But challenges come, to us all, at some point in our lives. Whether we find ourselves having to deal with illness, financial difficulty or redundancy, any loss of any kind is a challenge, sometimes to our lifestyle, and sometimes to our perception of life and the world. We need to know where we stand in the larger scheme of things, find our bearings and then move on. The thing is, though, that we need to know where the truth lies in order to understand our own place within it, or we won’t be able to make the right decisions or to move on. That is why it’s important to know the truth. And that’s why today’s message from the Gospel reading is one that we should understand.
So here we have it: a woman from a non-Jewish district addresses Jesus as the Jewish Messiah, and asks him to heal her daughter. When Jesus doesn’t respond except with an insult, she persists and is finally commended for her faith and her daughter is healed.

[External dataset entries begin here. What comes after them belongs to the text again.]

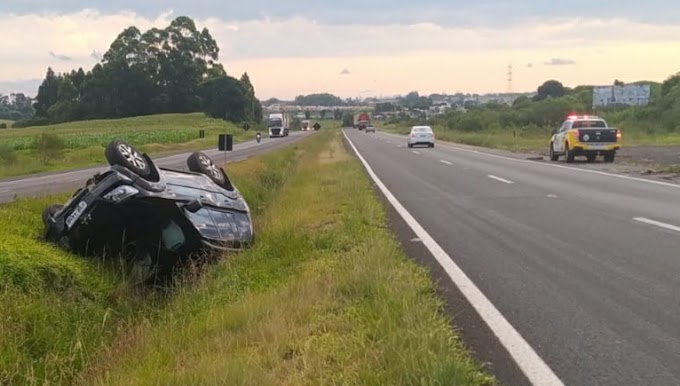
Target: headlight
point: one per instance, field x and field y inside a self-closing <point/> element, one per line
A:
<point x="121" y="193"/>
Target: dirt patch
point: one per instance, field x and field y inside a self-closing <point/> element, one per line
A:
<point x="652" y="162"/>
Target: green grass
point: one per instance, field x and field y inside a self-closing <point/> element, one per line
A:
<point x="85" y="140"/>
<point x="534" y="139"/>
<point x="60" y="310"/>
<point x="324" y="297"/>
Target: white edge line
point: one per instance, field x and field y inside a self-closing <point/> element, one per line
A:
<point x="452" y="146"/>
<point x="657" y="223"/>
<point x="531" y="364"/>
<point x="500" y="179"/>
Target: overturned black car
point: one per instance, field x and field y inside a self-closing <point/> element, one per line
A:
<point x="156" y="217"/>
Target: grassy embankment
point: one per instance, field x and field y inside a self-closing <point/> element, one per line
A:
<point x="84" y="141"/>
<point x="534" y="138"/>
<point x="325" y="297"/>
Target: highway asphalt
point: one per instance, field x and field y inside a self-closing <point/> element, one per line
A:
<point x="49" y="183"/>
<point x="584" y="265"/>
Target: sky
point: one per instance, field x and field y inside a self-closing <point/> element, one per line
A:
<point x="365" y="48"/>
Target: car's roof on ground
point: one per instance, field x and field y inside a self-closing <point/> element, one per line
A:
<point x="196" y="181"/>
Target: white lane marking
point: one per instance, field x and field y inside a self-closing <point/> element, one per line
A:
<point x="560" y="166"/>
<point x="500" y="179"/>
<point x="657" y="223"/>
<point x="531" y="364"/>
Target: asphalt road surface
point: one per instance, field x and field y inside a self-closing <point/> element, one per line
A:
<point x="584" y="265"/>
<point x="49" y="183"/>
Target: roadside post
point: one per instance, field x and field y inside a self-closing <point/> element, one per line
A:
<point x="225" y="144"/>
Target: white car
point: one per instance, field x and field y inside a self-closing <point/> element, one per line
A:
<point x="420" y="135"/>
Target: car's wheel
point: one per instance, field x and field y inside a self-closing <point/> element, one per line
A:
<point x="553" y="156"/>
<point x="50" y="211"/>
<point x="122" y="154"/>
<point x="199" y="162"/>
<point x="568" y="154"/>
<point x="609" y="156"/>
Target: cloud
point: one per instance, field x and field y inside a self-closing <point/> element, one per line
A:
<point x="481" y="13"/>
<point x="27" y="86"/>
<point x="559" y="62"/>
<point x="60" y="57"/>
<point x="268" y="45"/>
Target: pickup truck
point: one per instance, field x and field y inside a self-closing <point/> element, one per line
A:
<point x="585" y="135"/>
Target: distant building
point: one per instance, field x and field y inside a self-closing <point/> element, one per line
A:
<point x="627" y="95"/>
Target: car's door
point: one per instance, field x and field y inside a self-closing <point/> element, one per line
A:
<point x="558" y="143"/>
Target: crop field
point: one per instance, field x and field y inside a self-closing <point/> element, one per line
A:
<point x="78" y="144"/>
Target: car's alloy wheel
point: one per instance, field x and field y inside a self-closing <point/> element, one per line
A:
<point x="122" y="154"/>
<point x="210" y="167"/>
<point x="132" y="156"/>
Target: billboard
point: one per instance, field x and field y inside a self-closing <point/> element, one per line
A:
<point x="627" y="95"/>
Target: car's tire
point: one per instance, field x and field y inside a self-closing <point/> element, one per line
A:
<point x="568" y="154"/>
<point x="50" y="211"/>
<point x="553" y="156"/>
<point x="199" y="162"/>
<point x="122" y="154"/>
<point x="609" y="156"/>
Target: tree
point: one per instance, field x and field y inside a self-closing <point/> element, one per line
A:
<point x="47" y="94"/>
<point x="67" y="102"/>
<point x="324" y="99"/>
<point x="550" y="89"/>
<point x="156" y="71"/>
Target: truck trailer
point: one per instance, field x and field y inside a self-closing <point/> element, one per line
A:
<point x="278" y="124"/>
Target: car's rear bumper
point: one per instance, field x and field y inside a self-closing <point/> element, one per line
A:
<point x="599" y="148"/>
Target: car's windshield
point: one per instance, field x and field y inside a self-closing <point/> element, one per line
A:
<point x="588" y="123"/>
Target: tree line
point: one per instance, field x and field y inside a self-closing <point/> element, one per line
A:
<point x="545" y="110"/>
<point x="15" y="107"/>
<point x="170" y="70"/>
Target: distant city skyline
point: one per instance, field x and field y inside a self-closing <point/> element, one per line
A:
<point x="344" y="49"/>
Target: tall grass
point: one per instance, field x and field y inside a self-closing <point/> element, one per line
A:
<point x="58" y="311"/>
<point x="324" y="297"/>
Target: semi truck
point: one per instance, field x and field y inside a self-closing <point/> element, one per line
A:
<point x="278" y="124"/>
<point x="361" y="120"/>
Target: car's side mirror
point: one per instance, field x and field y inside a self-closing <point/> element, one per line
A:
<point x="193" y="206"/>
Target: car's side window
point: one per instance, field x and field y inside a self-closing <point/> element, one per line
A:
<point x="566" y="126"/>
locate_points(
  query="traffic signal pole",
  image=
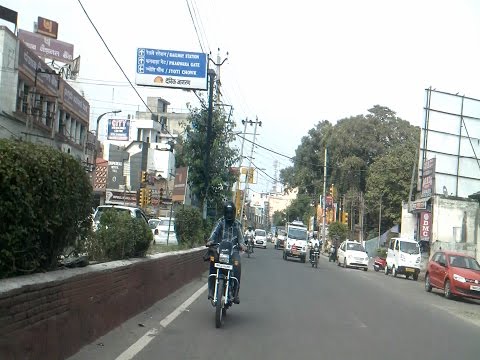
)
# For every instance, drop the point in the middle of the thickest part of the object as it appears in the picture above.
(324, 198)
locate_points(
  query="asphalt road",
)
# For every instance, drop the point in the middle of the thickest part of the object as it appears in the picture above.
(290, 310)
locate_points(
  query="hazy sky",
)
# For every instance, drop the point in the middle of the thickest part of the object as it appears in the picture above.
(291, 63)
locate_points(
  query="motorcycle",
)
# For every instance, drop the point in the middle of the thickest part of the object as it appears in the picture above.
(333, 254)
(249, 245)
(226, 285)
(314, 256)
(379, 263)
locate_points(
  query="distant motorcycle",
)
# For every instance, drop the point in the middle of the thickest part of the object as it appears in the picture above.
(314, 256)
(226, 285)
(249, 245)
(379, 263)
(333, 254)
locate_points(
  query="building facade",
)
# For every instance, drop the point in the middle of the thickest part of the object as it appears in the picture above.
(37, 105)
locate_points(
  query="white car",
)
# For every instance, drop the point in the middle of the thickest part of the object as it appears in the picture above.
(162, 233)
(260, 238)
(352, 254)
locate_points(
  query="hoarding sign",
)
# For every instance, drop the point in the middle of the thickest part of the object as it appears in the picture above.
(47, 47)
(118, 129)
(47, 27)
(425, 225)
(75, 101)
(30, 64)
(172, 69)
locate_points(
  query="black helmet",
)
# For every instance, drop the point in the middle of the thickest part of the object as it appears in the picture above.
(229, 211)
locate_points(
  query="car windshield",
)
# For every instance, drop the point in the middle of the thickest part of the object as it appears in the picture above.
(297, 234)
(409, 247)
(165, 222)
(101, 211)
(355, 247)
(464, 262)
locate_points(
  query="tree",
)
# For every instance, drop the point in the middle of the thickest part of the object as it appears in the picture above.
(222, 156)
(354, 145)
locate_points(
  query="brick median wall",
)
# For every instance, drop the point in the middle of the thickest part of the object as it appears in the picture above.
(53, 319)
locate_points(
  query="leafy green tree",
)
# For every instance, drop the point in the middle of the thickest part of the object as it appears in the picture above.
(45, 206)
(222, 155)
(354, 145)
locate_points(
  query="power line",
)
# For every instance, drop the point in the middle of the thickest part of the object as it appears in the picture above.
(118, 64)
(194, 25)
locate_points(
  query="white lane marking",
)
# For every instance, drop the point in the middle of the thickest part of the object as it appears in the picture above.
(141, 343)
(164, 323)
(138, 345)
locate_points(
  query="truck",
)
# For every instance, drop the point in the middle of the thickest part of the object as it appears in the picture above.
(296, 242)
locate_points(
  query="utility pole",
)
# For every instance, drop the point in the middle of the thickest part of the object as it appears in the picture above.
(237, 190)
(249, 165)
(380, 220)
(211, 75)
(324, 194)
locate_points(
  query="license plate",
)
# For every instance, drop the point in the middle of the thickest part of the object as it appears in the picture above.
(223, 266)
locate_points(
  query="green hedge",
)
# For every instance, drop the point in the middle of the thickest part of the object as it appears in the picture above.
(118, 236)
(190, 227)
(45, 206)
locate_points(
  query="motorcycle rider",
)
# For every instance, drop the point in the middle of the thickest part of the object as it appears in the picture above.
(250, 235)
(227, 225)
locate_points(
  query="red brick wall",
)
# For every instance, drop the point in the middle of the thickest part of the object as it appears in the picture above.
(53, 320)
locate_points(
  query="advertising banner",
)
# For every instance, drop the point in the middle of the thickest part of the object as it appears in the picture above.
(171, 69)
(46, 47)
(425, 225)
(118, 129)
(47, 27)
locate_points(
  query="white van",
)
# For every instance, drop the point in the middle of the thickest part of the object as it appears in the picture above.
(296, 241)
(403, 257)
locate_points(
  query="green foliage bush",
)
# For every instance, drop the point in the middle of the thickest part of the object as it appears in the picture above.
(190, 226)
(45, 206)
(118, 236)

There are two things we are to learn from this account: 1) that Jesus was sent to the ‘lost sheep of Israel’ first of all – and 2) that the kingdom of God breaks into our world through faith.
Firstly, in choosing and calling Israel to be his special people, God would bring the living Word and his promise of new life through them, to the rest of the world. The whole world was to be offered hope, but only through Israel, not around it. The purpose for which this people existed had everything to do with God’s plan of rescue for the whole world and which had been foretold by the prophets. If Jesus had begun by circumventing God’s people, he would have made God a liar.
Secondly, as with so many of the things that are happening around Jesus, the future keeps breaking in to the present. It’s as if the woman is already looking at Easter, while Calvary hasn’t even happened yet. In recognising Jesus as the Messiah, the Son of David, she is seeing the truth at a much deeper level and it’s that truth – as proclaimed by her faith – that sets herself and her daughter free. She reckoned that if Israel is indeed the people that bring the promise of God to the world, then Israel’s Messiah will bring that blessing about. The dogs will share in the scraps that fall from the children’s table. It was absolutely vital that she knew the truth, so that she was to receive the life that God had promised.
We need to know the truth. The whole – round – world needs to know it too. What issues are we facing today? And what future promise of God that we don’t see yet but that should be claimed now, can we present to God with fervent prayer and faith?
Let us pray.
O God, as our loving and ever faithful Father, you do not turn away those who seek you with all their heart. Hear us as we pray for your promise to become ever more alive in us and in this world. For the sake of your dear Son, our Saviour Jesus Christ. Amen.